5.9 Representative sampling

Obtaining a truly random sample is usually hard or impossible, and the best we can do is to select a sample that we hope is representative of the population. Even so, the results from any non-random sample may not generalise to the intended population. The results will generalise to the population which the sample does represents.

Ideally, even if obtaining a random sample is impossible, prefer a sample where those in the sample are not likely to be different than those not in the sample, at least for the variables of interest.

Example 5.9 (Representative sample) A randomly-chosen group of Queensland and Northern Territory residents is asked to evaluate two types of hand prosthetics.

It is probable (but not certain) that their views would be similar to those all of Australians. There is no obvious reason why residents of Queensland and the Northern Territory would be very different from residents in the rest of Australia, regarding their view of hand prosthetics.

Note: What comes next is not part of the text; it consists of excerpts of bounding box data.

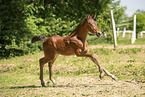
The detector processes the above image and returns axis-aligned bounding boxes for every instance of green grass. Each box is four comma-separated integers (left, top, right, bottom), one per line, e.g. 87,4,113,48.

0,48,145,97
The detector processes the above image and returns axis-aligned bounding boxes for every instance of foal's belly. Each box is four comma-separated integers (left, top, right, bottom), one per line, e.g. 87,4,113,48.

57,47,75,56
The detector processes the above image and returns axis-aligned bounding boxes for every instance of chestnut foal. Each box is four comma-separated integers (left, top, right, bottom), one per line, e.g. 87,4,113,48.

32,15,117,86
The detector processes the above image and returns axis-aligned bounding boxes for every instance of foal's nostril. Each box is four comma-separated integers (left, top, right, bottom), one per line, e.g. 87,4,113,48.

97,32,102,37
98,32,101,36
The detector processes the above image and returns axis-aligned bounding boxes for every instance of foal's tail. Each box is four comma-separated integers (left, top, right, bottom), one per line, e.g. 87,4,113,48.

31,35,46,43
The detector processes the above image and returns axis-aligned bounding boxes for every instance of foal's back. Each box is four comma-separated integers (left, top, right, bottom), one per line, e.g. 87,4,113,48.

43,35,87,55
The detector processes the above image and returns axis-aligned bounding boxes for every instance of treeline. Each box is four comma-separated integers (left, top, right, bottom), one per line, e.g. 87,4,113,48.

0,0,125,57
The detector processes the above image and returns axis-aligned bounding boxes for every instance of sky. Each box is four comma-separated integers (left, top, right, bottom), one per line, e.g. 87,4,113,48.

120,0,145,17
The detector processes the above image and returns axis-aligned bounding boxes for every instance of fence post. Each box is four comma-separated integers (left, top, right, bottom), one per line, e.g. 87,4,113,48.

117,28,119,36
131,15,136,44
123,27,126,38
111,10,117,49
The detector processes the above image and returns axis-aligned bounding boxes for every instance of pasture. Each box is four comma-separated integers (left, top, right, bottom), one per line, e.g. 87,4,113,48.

0,35,145,97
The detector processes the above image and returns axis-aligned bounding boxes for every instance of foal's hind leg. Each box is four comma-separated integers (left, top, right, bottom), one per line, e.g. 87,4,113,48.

39,58,46,87
76,49,118,80
48,60,57,85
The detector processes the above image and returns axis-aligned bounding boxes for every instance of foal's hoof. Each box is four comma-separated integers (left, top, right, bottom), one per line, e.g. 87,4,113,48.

41,81,45,87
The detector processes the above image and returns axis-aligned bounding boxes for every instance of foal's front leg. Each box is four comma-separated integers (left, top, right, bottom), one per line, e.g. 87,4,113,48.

39,58,45,87
48,61,57,85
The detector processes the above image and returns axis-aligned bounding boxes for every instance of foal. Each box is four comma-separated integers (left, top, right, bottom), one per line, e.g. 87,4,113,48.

32,15,117,86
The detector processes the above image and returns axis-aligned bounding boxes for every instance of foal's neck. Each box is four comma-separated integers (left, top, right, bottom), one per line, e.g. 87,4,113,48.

69,24,88,42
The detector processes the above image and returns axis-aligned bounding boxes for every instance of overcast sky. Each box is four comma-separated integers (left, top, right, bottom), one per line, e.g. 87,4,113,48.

121,0,145,16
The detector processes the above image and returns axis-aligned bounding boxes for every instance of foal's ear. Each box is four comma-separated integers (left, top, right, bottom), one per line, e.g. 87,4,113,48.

87,14,90,19
93,14,96,19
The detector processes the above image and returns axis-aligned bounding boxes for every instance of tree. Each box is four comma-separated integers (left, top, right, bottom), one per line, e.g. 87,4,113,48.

0,0,26,49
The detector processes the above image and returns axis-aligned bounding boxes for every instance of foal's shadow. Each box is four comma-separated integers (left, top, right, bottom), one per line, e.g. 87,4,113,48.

7,84,113,89
10,85,42,89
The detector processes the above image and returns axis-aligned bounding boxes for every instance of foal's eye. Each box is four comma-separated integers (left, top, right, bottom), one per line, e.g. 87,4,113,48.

89,23,93,27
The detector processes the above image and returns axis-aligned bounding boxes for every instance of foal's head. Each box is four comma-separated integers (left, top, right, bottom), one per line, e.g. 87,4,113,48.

86,15,102,37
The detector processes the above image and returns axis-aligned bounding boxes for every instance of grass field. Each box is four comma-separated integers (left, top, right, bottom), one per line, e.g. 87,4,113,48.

0,34,145,97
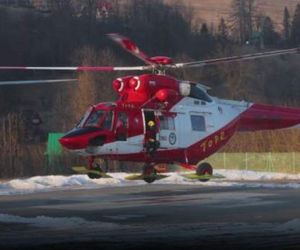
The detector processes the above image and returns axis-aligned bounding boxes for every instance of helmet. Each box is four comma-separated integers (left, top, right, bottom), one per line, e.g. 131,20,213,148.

148,121,155,127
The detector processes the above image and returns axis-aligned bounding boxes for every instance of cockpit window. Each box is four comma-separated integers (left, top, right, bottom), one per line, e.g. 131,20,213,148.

85,110,105,127
101,111,112,129
76,107,93,128
189,85,212,102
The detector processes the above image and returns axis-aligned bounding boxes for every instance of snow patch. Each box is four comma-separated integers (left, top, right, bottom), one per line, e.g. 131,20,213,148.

0,169,300,195
0,214,118,229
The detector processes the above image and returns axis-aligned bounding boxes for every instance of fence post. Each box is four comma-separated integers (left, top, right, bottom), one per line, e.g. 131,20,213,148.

223,152,226,169
292,152,296,173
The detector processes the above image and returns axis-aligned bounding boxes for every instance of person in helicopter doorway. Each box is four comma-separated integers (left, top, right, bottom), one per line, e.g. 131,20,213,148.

145,120,160,156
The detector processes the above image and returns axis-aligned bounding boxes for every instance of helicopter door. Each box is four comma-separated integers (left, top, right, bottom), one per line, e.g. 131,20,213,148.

159,114,178,148
116,112,128,141
189,112,214,139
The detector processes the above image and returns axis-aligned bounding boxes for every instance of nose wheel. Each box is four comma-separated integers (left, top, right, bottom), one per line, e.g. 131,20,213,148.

72,158,111,179
142,163,157,183
196,162,213,182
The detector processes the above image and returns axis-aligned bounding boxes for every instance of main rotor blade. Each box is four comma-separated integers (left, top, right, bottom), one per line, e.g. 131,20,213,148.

0,79,78,86
107,33,155,65
0,66,152,72
170,48,300,68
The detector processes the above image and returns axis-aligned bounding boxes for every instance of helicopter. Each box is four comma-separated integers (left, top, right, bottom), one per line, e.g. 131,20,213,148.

0,33,300,183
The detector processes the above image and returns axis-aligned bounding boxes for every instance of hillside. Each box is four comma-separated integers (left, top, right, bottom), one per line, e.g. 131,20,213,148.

165,0,300,30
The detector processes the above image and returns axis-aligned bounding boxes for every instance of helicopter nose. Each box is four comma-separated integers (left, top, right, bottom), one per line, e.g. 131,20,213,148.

59,128,101,150
59,136,88,150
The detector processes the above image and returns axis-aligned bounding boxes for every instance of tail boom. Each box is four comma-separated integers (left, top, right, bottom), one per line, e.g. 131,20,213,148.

238,104,300,131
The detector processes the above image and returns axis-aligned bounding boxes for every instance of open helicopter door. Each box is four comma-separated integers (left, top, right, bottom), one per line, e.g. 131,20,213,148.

157,112,178,148
189,111,215,139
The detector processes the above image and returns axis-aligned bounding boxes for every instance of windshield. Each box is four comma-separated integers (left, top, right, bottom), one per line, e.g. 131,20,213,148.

76,107,93,128
84,110,112,129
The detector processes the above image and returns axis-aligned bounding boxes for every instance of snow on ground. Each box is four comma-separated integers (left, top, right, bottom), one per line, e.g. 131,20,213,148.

0,169,300,195
0,214,119,229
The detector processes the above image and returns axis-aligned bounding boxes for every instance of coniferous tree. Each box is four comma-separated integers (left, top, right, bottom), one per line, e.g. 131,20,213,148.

291,4,300,46
262,17,279,46
231,0,255,44
283,7,291,43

Even though the sample is not a random sample of all Australians, the results may generalise to all Australians (though we cannot be sure).

Example 5.10 (Non-representative samples) Suppose we wish to determine the average time per day that Australia households use their air-conditioners for cooling in summer.

If a group of Queensland and Northern Territory residents is asked, this sample would not be expected to represent all Australians: it would over-represent the average number of hours air-conditioners are used for cooling in summer.

In this case, those in the sample are likely to be very different to those not in the sample, regarding their air-conditioners usage for cooling in winter.

In contrast, suppose a group of Tasmanians was asked the same question. This second sample would not be expected to represent all Australians either (it would under-represent).

Again, those in the sample are likely to be very different to those not in the sample, regarding their air-conditioners usage for cooling in winter.

Sometimes, a combination of different sampling methods is used.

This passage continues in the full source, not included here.